WASHINGTON —The Securities and Exchange Commission approved a new rule Friday that will regulate the activities of so-called broker’s brokers, intermediaries that execute municipal securities trades exclusively with other broker-dealers.
The MSRB said its new Rule G-43 and a related interpretive notice, which take effect December 22, will protect retail investors by prohibiting practices that can drive up muni-bond prices.
Rule G-43 requires that broker’s brokers make reasonable efforts to obtain fair and reasonable prices when conducting secondary-market “bid-wanted” auctions. Broker’s brokers can satisfy pricing duties if they disseminate a bid-wanted widely and, when trading munis with limited interest, make an effort to reach dealers with knowledge of the security or an interest in comparable securities.

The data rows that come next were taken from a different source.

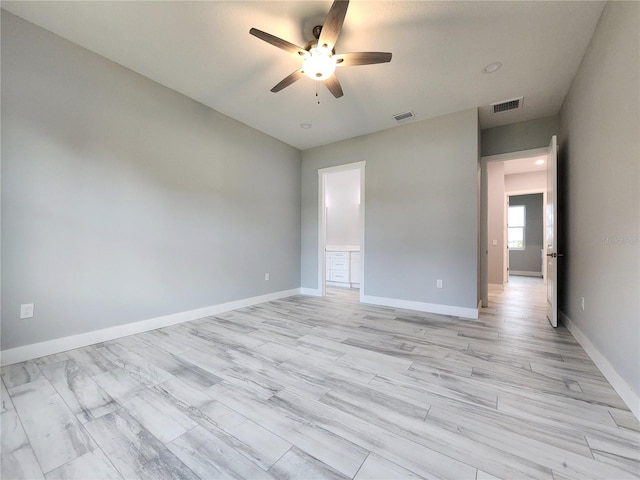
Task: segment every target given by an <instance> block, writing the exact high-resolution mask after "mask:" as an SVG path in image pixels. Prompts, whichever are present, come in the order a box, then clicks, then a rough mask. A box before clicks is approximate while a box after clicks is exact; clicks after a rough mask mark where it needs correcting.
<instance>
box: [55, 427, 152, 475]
mask: <svg viewBox="0 0 640 480" xmlns="http://www.w3.org/2000/svg"><path fill="white" fill-rule="evenodd" d="M87 423H89V422H87ZM82 428H83V430H84V432H85V433H86V435H87V436H88V437H89V438H91V441H92V442H93V445H94V446H95V448H93V449H91V450H89V451H88V452H87V453H92V452H94V451H96V450H99V451H100V452H102V454H103V455H104V458H105V459H106V460H107V461H108V462H109V464H110V465H111V466H112V467H113V468H114V469H115V471H116V472H118V473H119V474H120V477H121V478H123V479H126V477H125V475H124V473H123V472H121V471H120V469H119V468H118V467H117V466H116V464H115V463H113V460H111V458H110V457H109V455H107V452H105V451H104V450H103V449H102V447H101V446H100V444H99V443H98V442H97V441H96V439H95V438H94V436H93V435H91V432H90V431H89V430H87V429H86V428H85V424H82ZM154 438H155V437H154ZM87 453H83V455H87ZM81 456H82V455H80V456H78V457H75V458H72V459H71V460H69V461H67V462H66V463H64V464H63V465H60V466H59V467H56V468H61V467H62V466H64V465H67V464H68V463H71V462H73V461H75V460H77V459H78V458H80V457H81ZM53 470H55V468H54V469H52V470H50V471H49V472H46V473H50V472H52V471H53Z"/></svg>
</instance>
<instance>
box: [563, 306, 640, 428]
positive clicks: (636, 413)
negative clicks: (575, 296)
mask: <svg viewBox="0 0 640 480" xmlns="http://www.w3.org/2000/svg"><path fill="white" fill-rule="evenodd" d="M558 316H559V317H560V320H561V321H562V323H563V324H564V326H565V327H567V330H569V331H570V332H571V335H573V338H575V339H576V341H577V342H578V343H579V344H580V346H581V347H582V348H584V351H585V352H587V355H589V357H590V358H591V360H593V363H595V364H596V366H597V367H598V368H599V369H600V371H601V372H602V374H603V375H604V376H605V378H606V379H607V380H608V381H609V383H610V384H611V386H612V387H613V388H614V390H615V391H616V392H618V395H620V397H621V398H622V400H623V401H624V403H625V404H626V405H627V407H629V410H631V412H632V413H633V414H634V415H635V416H636V418H637V419H638V420H640V395H639V394H638V392H635V391H634V390H633V389H632V388H631V386H630V385H629V384H628V383H627V382H626V381H625V379H624V378H622V377H621V376H620V374H619V373H618V372H617V371H616V369H615V368H613V365H611V363H609V360H607V358H606V357H605V356H604V355H602V353H600V351H599V350H598V349H597V348H596V347H595V346H594V345H593V343H591V340H589V339H588V338H587V336H586V335H585V334H584V333H582V331H581V330H580V329H579V328H578V326H577V325H576V324H575V323H573V322H572V321H571V319H570V318H569V317H567V316H566V315H565V314H564V313H563V312H561V311H559V312H558Z"/></svg>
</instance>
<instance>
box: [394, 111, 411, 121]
mask: <svg viewBox="0 0 640 480" xmlns="http://www.w3.org/2000/svg"><path fill="white" fill-rule="evenodd" d="M413 117H415V114H414V113H413V112H404V113H397V114H395V115H394V116H393V118H395V119H396V122H402V121H404V120H409V119H410V118H413Z"/></svg>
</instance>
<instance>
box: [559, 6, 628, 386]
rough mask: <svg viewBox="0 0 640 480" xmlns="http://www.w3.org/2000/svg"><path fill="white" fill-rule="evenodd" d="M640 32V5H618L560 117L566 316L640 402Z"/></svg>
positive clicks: (602, 16)
mask: <svg viewBox="0 0 640 480" xmlns="http://www.w3.org/2000/svg"><path fill="white" fill-rule="evenodd" d="M639 25H640V4H639V3H637V2H610V3H608V4H607V6H606V7H605V9H604V12H603V14H602V17H601V19H600V23H599V24H598V27H597V29H596V31H595V34H594V36H593V39H592V41H591V44H590V46H589V48H588V49H587V52H586V54H585V56H584V58H583V61H582V64H581V66H580V68H579V70H578V74H577V75H576V77H575V79H574V80H573V83H572V85H571V88H570V90H569V94H568V96H567V98H566V99H565V102H564V105H563V106H562V109H561V112H560V119H561V129H560V149H559V151H560V164H561V167H562V168H561V172H560V173H561V187H562V189H564V197H565V201H564V208H563V211H561V212H560V214H561V215H562V217H561V218H560V222H561V225H563V226H564V228H563V230H562V233H563V236H562V237H561V241H562V244H563V247H564V253H565V255H566V256H565V257H564V265H563V267H564V269H565V274H564V284H565V292H564V295H563V296H562V297H561V299H560V303H561V310H562V311H563V312H564V313H565V314H566V315H567V316H568V317H569V318H570V319H571V320H572V321H573V322H574V323H575V324H576V326H577V327H578V328H579V329H580V330H581V331H582V332H583V333H584V335H586V336H587V337H588V338H589V340H590V341H591V342H592V343H593V345H594V346H595V347H596V348H597V349H598V350H599V351H600V352H601V353H602V354H603V355H604V356H605V357H606V358H607V359H608V360H609V362H610V363H611V365H612V366H613V367H614V368H615V369H616V371H617V372H618V373H619V374H620V375H621V376H622V377H623V378H624V379H625V380H626V382H627V383H628V384H629V385H630V386H631V388H633V389H634V390H635V393H636V395H638V394H640V353H639V352H640V302H639V300H638V299H639V298H640V295H639V292H640V253H639V252H640V248H639V233H640V232H639V230H640V228H639V219H640V194H639V193H638V192H639V190H640V189H639V187H640V172H639V167H640V161H639V159H640V145H639V140H638V139H639V138H640V135H639V132H640V93H639V91H640V89H639V85H640V62H639V56H640V53H639V47H640V42H639V41H638V39H639V38H640V31H639ZM563 238H564V240H562V239H563ZM561 266H562V264H561ZM581 297H584V299H585V309H584V311H583V310H582V308H581V307H580V300H581Z"/></svg>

Broker’s brokers must set a deadline for bids and use and test “predetermined parameters” to identify off-market bids. Parameters, which must be posted on broker’s brokers’ websites, could be based on yield curves or recent trade data reported.
The rule allows broker’s brokers to contact the high bidder prior to the deadline without the seller’s consent, but only if the bid is outside the parameters and the broker believes the bid has an error. A broker’s broker who suspects a bid within the parameters has errors must obtain the sellers’ permission to contact the bidder.
Broker’s brokers must disclose the nature of their work and details about the bidding process to sellers and bidders. They must also disclose their maximum transaction charges in commission schedules.
The rule bans broker’s brokers from self-dealing, encouraging unfair bids or maintaining munis in propriety accounts other than for clearance and settlement. They may not take “last looks,” change bid or offer prices without permission or fail to inform sellers of the highest bid.
Alternative trading systems, or ATS are not considered broker’s brokers if their customers are only so-called “sophisticated municipal market professionals,” and if they use only automated and electronic communications with bidders and sellers.
In an April letter to the SEC, Bond Dealers of America CEO Mike Nicholas opposed the rule, noting that ATSs may still be subject to the rule because some use “voice brokers,” who may speak to customers to facilitate transactions, the letter said.
“We wish there had been more clarity” around voice brokers, he said Monday. “We will continue to press that with regulators and see how the interpret it.”
He said ATS staffs’ conversations with customers are typically clerical in nature and that ATS voice brokers do not receive commissions.
The interpretive notice specifies that dealers who use broker’s brokers to sell bonds have primary responsibility for ensuring their customers receive fair prices. It cautions selling dealers against screening bids or from assuming customers value quick execution more than a good price.
The SEC also approved changes to rules G-8 and G-9 to require broker’s brokers to retain six years of records.
The MSRB has said several enforcement actions spurred the rules. The board said problems arise when bonds are purchased from a customer by a dealer, then traded multiple times through broker’s brokers before being sold back to a customer. The price paid by the final customer can be 10% more than the price paid at the beginning of the day, the board has said.
“Our proposed rules would ensure investors receive fair prices when buying and selling municipal securities,” MSRB head Lynnette Kelly said in a March media release.
The board released the draft of Rule G-43 in February 2011. The board revised the draft in September 2011 to “recognize” that broker’s brokers’ have a more limited role in ensuring fair prices than selling and bidding dealers.
Leslie Norwood, co-head of the muni division at the Securities Industry and Financial Markets Association, commended the MSRB for the revisions and the rule, which she said clarifies the bid-wanted process and participants’ roles.
“We felt that, by and large, the MSRB did a good job of vetting industry concerns and incorporating them into [the] revised rule proposal,” she said.